An improved understanding of groundwater quality threats could help better manage groundwater resources and mitigate threats to global water supplies
This blog is based on the recent essay in Hydrogeology Journal ‘Groundwater quality – global challenges, emerging threats and novel approaches’ by Claudia Ruz Vargas and Dan Lapworth.
Groundwater is an essential resource for mankind. It is vital for drinking water, food production and sustaining river flows and wetlands and as such, it needs to be protected. One important aspect is its quality, which can be affected by both human activities and naturally occurring contaminants. Today, global groundwater resources are under unprecedented pressure from a wide range of factors, all of which can potentially deteriorate its quality. But what are these factors?
Factors affecting groundwater quality
Some aquifers are inherently more susceptible to contamination than others due to their geological characteristics.
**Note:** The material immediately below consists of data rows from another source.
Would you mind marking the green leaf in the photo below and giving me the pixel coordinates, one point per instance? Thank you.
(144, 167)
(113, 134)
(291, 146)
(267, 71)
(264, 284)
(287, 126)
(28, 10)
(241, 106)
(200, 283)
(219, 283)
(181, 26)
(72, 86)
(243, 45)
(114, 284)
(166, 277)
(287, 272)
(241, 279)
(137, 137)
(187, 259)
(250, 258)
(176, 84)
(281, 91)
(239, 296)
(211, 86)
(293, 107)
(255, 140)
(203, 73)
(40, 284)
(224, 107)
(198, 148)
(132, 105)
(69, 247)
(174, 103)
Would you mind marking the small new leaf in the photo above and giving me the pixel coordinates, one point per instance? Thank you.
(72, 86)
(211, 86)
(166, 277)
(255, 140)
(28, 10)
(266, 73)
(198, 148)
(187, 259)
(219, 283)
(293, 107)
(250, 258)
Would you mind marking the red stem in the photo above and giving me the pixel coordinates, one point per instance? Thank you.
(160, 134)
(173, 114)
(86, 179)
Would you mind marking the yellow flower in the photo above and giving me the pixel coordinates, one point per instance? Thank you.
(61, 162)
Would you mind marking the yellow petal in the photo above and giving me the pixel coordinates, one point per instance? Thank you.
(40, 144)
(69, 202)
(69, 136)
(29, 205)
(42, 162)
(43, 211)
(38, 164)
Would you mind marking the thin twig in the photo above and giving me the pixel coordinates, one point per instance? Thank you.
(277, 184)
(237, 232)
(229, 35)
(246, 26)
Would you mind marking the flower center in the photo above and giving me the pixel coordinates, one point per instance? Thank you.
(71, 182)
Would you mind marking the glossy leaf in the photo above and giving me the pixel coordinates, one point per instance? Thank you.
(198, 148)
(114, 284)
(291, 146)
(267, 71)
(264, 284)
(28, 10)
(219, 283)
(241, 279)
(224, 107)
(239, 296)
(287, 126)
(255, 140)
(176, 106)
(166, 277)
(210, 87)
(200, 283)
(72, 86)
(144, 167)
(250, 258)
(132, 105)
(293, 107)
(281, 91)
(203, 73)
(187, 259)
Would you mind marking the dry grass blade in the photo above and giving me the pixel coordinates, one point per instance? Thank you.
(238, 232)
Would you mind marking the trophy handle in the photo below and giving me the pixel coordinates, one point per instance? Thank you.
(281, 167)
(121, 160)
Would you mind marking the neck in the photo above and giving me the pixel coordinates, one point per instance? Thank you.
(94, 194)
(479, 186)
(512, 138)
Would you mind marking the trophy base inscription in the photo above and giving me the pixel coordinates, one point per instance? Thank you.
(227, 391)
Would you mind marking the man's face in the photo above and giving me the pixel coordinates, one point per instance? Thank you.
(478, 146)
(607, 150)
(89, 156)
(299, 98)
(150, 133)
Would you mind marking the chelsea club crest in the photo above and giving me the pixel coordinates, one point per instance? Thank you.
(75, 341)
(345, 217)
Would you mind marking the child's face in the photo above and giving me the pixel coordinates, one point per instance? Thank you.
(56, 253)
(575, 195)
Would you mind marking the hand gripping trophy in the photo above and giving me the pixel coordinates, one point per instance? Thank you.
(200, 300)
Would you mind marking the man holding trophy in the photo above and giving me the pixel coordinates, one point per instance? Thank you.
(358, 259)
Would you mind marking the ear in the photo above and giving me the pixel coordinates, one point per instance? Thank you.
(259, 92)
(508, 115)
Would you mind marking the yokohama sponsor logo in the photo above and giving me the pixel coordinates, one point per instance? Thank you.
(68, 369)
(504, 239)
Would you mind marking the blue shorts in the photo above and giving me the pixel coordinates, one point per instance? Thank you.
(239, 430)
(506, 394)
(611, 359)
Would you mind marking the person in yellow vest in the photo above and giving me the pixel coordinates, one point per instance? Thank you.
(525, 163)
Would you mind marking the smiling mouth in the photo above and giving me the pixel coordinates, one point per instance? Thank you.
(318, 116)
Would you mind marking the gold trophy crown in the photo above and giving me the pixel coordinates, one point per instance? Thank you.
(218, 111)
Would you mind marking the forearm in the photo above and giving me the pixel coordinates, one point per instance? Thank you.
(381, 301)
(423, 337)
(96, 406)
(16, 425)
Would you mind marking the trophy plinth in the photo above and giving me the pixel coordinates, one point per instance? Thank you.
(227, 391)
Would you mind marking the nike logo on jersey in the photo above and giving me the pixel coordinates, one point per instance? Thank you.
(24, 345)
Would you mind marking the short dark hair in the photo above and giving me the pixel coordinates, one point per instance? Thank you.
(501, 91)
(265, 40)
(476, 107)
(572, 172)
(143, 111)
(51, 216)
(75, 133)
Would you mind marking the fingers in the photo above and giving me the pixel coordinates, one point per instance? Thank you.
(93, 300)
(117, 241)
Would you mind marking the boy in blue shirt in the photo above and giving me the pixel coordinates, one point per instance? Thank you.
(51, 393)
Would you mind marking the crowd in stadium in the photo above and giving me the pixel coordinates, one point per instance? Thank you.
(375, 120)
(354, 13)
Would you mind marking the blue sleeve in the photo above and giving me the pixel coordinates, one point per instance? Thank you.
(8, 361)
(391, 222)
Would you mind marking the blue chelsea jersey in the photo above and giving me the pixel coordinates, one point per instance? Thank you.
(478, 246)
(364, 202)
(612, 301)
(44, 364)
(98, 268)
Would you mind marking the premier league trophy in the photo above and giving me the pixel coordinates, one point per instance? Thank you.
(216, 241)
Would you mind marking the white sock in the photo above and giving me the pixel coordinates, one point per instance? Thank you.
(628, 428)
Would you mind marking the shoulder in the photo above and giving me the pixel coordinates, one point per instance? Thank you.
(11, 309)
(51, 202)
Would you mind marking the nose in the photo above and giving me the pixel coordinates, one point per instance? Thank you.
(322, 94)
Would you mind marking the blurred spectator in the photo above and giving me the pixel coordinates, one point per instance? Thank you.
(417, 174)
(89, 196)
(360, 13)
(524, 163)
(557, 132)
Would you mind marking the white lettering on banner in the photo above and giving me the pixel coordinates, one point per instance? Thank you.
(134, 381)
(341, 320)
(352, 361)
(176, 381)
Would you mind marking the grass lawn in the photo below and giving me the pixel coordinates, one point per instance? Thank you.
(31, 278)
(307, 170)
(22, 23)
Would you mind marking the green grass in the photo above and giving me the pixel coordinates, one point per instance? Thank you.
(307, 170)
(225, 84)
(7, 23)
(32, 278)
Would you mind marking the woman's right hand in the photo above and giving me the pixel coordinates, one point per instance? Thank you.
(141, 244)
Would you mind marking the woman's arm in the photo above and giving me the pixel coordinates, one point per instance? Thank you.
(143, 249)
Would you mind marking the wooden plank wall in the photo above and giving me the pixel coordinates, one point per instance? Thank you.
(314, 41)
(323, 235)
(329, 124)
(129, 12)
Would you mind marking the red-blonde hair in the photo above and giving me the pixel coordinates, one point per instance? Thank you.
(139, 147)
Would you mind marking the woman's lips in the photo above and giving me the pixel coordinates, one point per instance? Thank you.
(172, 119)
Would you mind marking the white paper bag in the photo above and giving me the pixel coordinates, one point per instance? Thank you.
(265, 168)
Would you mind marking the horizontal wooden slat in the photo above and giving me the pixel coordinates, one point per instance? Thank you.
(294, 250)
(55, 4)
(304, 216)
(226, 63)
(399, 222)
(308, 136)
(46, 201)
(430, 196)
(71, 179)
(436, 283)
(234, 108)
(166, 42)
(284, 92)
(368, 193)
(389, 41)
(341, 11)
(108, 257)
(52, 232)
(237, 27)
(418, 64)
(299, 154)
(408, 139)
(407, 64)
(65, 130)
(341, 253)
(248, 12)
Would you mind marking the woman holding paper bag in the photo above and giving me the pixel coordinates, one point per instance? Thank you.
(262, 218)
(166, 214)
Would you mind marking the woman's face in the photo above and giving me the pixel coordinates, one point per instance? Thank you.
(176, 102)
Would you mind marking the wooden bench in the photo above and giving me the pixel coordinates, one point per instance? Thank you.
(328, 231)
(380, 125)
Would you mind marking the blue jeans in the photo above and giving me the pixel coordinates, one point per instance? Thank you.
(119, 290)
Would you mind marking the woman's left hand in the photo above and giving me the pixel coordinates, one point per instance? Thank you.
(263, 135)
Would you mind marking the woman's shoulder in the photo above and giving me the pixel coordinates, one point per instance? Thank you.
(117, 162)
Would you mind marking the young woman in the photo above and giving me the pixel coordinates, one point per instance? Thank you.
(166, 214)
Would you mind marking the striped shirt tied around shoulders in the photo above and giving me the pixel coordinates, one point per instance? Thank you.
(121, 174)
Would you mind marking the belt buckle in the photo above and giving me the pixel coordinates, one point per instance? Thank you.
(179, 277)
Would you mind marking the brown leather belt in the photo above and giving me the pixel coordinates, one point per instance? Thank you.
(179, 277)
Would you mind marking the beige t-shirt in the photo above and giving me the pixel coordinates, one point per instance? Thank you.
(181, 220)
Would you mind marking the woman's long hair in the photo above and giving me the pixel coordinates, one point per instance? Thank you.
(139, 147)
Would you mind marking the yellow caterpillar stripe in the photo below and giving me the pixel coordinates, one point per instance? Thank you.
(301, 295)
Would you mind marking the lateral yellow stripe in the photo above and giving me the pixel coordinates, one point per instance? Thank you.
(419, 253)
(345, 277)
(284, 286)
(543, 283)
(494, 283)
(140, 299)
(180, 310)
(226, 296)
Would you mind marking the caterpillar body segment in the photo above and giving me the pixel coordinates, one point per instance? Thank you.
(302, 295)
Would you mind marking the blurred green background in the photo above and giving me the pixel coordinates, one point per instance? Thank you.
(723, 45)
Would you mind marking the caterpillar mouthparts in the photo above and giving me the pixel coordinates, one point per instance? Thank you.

There are also other major factors with a negative impact, such as:
- urbanisation (both planned and informal settlements)
- intensification of coastal pumping
- intensification of food production and other agricultural practices
- climate change and sea-level rise
In addition, there are also emerging threats related to anthropogenic (produced by human activities) chemicals. Thousands of them are in commonly used, daily products, posing a direct threat to groundwater quality and human health.
Several broad groups of contaminants of emerging concern (CEC) are now receiving more attention but many of them remain unregulated by the law. These include:
- some pharmaceuticals
- some personal care products
- veterinary products
- per-and polyfluoroalkyl substances (PFAS)
Moreover, as a product of the increasing presence of nutrients and pharmaceuticals, pesticides and heavy metals, polluted groundwater systems can contribute to the development of antimicrobial resistance (AMR), an important emerging global health challenge. AMR occurs when bacteria, viruses, fungi and parasites no longer respond to medicines, making infections more resistant and harder to treat and increasing the risk of the spread of disease.
How can data science help?
The good news is that there are novel approaches to assessing groundwater pollution related to the development of geoinformatics, remote sensing and data science. The rapid recent development of molecular and ‘omics’ approaches to isolating and sequencing key microbial targets in environmental samples is a considerable development. It not only contributes to an increasingly accurate identification and enumeration of microbes, but also allows us to:
- pinpoint likely contaminant sources
- use whole-genome sequencing to concurrently identify AMR, virulence and biofilm formation genes
- apply fingerprinting techniques to elucidate microbial genetic substructure
Other techniques involve gas and liquid chromatography mass spectroscopy (GC/LC-MS), which, coupled with some relatively recent advances, has significantly enhanced its application for surveillance purposes. New time-of-flight semi-quantitative approaches, multiparameter sondes and microtoxicity assays or probes are also promising methods.
Managing groundwater resources
To manage groundwater resources and mitigate threats to water supplies globally, we need an improved understanding of groundwater quality threats from both widely regulated or monitored contaminants (e.g. nitrate; arsenic; salinity) and less widely monitored, emerging contaminants. This can help us adapt to a range of global changes, but it can only happen if we continue progressing towards assessing threats and prioritising measures for monitoring and protecting this resource, as well as human and ecosystem health. To do this, we need to improve our surveillance of water-quality threats and our understanding of their links to human activities and health outcomes, including those from emerging hazardous contaminants, and improve the visibility and sharing of groundwater-quality datasets.